Hobart and William Smith Colleges - Loretz ’17 Awarded Fulbright to Taiwan
The HWS Update
Loretz Jordan

Loretz ’17 Awarded Fulbright to Taiwan

As the recipient of a prestigious 2017-18 Fulbright U.S. Student Award, Jordan Loretz ’17 will travel to Taiwan this fall to begin his tenure as an English Teaching Assistant. An Asian studies and music double major, Loretz plans to use music as a tool to help his students advance their English language comprehension and speaking skills.

“I hope to learn more about how music functions in Taiwanese culture, and the ways in which it’s incorporated into daily life and education,” Loretz says. “I hope to get more students and community members involved in making music and to increase their exposure to music.”

Known for its highly competitive field of applicants, the Fulbright Program is the U.S. government’s flagship international educational exchange program, operating in more than 140 countries throughout the world. Earlier this year, Hobart and William Smith Colleges were named among the nation’s top colleges and universities with the most recipients of U.S. Fulbright Student Awards.

This spring, Loretz joins three other HWS students in receiving the honor. Sara DeVault-Feldman ’17 has been awarded an English Teaching Assistantship to Vietnam. Danielle Mueller ’16, MAT ’17 will travel to the Czech Republic to teach English; and Juliana Heffern ’17 was awarded a Fulbright to Malaysia.

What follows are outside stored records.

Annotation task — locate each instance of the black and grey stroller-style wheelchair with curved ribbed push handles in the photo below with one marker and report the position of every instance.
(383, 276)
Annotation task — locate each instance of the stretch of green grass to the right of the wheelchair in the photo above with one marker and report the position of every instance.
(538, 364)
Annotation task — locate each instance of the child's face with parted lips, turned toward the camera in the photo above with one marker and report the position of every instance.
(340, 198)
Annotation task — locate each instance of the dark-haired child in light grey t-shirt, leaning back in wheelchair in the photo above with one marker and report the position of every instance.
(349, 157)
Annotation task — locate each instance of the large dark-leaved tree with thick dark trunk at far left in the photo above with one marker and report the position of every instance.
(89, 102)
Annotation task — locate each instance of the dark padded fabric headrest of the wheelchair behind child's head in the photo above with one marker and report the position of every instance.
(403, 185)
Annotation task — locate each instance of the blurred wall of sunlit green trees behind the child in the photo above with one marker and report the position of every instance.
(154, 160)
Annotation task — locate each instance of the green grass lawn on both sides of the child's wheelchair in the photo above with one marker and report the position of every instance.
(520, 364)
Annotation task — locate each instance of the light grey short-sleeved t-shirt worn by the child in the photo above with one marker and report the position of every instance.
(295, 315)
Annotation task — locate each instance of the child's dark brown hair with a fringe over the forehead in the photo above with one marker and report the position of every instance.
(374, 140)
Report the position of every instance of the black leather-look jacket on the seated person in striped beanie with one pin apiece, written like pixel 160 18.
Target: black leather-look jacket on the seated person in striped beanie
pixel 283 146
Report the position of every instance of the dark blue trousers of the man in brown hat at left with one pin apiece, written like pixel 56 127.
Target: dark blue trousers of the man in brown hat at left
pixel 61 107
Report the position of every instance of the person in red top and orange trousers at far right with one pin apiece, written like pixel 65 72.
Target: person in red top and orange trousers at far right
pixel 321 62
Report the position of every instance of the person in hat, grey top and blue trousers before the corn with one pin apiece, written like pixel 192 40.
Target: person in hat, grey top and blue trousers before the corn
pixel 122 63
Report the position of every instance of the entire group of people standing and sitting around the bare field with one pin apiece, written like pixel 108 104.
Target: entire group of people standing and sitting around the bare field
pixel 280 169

Loretz, who says he is most excited to teach in Taiwan due to its rich history of music, will use music as a teaching tool and as a platform to integrate into the local culture and Taiwanese musical traditions. He plans to collaborate with musical groups and organizations in his host city and to organize events to raise money for charity foundations.

Well-prepared for the demands of teaching in a foreign country, Loretz will draw on his experience volunteering as an English teacher to a third-grade class while studying in Nanjing, China. While studying Mandarin Chinese and global business in Nanjing, he used musical performance as a tool to engage with his students and bridge language barriers.

“I used music to grab their attention and engage them with active learning,” explains Loretz, who hopes to pursue ethnomusicology at the post-graduate level and develop a Mandarin language-learning curriculum that uses music as a means of language acquisition.

At HWS, Loretz works as a teaching fellow in the Spanish and Music Departments and has worked as an America Reads tutor. He is the president of A Perfect Third a cappella group and is involved with HWS theatre, jazz ensemble, chorale and cantori and the Mandarin-English Language table.

Loretz is a member of the Chimera Honors Society and was the recipient of the Ben Hale First Year Academic Achievement Award, the Frank Smith ’26 Scholarship for Community Involvement and the Milton Haight Turk Memorial Prize for Excellence in the Humanities. He received a Student International Initiative Fund grant from the HWS Center for Global Education to pursue an independent project while studying abroad in Nanjing.